Uncle Haffrey cleared his throat and looked at Mother. "Now, Narcissa, I know you are a very busy woman, as I myself am always finding myself pulled in a thousand directions, so let me cut to the chase. Your son," he nodded at Draco, who gritted his teeth in response and faked a smile, "is of eligible age to marry yet he has broken off his betrothal contract to the Parkinson girl. I presume that, considering all the work Lucius has put into keeping his line as the running one, you'd want to find a girl for Draco soon enough before people begin to think there's something wrong with him. And, as no one that I know of has heard anything about a new bride waiting in the wings, I suspect that one has not yet been selected."
Mother narrowed her eyes at her brother-in-law as the rest of the room drew in a deep breath, wondering if Haffrey was truly about to ask what they all suspected he was here to ask. Was he honestly going to suggest that they become like the Blacks, pairing cousin and cousin just so that he could get back into his father's house?
"What you say is true—Lucius did not have the time to consider a new bride before the Ministry locked him up and they have not yet allowed us to write to him so that I might begin the process of selecting someone in his name. But what does this have to do with you being here in my sitting room this afternoon?"
"I merely worry that, if you don't move quickly, there will be no one for your son and the main line of the Malfoy family will die out or else be swallowed up by some inferior house. I came here today with a suggestion that, since your son is of age and Lucius will be in Azkaban for the foreseeable future, you would allow Draco to create his own betrothal contract with myself acting as his beneficiary to make sure the deal goes according to plan?"

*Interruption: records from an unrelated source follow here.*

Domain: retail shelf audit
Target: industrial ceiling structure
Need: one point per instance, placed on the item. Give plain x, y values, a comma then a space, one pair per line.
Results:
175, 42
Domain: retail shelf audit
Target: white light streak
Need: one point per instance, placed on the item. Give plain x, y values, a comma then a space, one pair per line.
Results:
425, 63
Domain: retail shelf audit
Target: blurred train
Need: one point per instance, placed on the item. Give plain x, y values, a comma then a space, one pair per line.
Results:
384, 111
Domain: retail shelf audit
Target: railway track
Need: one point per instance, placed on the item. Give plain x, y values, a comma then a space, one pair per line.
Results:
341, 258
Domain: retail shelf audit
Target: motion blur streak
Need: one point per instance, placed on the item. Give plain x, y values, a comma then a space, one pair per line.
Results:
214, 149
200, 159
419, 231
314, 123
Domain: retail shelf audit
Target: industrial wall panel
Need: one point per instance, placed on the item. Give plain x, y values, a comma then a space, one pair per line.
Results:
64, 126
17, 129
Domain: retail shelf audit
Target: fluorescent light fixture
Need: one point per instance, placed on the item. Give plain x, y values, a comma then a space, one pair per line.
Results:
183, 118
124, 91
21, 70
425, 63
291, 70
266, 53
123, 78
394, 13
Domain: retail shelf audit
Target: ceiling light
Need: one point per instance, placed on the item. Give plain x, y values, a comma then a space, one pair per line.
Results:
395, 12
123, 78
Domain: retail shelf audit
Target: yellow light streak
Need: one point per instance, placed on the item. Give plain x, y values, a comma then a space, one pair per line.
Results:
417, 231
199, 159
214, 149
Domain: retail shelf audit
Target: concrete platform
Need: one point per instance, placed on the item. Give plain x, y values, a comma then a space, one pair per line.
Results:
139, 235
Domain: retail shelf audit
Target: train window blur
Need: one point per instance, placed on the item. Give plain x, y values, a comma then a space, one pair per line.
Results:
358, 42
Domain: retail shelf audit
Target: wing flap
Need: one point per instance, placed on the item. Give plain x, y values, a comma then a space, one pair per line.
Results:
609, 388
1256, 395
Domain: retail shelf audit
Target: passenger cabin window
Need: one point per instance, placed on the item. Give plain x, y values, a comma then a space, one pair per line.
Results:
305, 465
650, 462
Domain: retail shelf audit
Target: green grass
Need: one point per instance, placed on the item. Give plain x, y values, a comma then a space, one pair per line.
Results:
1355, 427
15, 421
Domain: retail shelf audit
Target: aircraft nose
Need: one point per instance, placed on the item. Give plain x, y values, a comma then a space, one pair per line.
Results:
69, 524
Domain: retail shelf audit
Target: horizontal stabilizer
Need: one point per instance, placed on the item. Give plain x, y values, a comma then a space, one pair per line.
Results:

"And this is because you wish to put your own line as the one that carries on the name of Malfoy?" Mother waved her hand at Lucille, whose cheeks burnt pink at being called out. "You've paired off the elder girls but left Lucille unclaimed all this time in the hopes that such an opportunity as this would open up for you to grab power?"
His uncle chuckled and shook his head. "I've already signed the contract for Lucille to marry that Abbott boy, don't worry about that, I wouldn't risk the legitimacy of the heir by pairing cousin with cousin." He smirked at the blonde woman. "Actually, I've come with an entirely different request for a bride, dear Narcissa. I instead wanted to recommend my wife's niece, Astoria Greengrass, as the perfect woman for your son."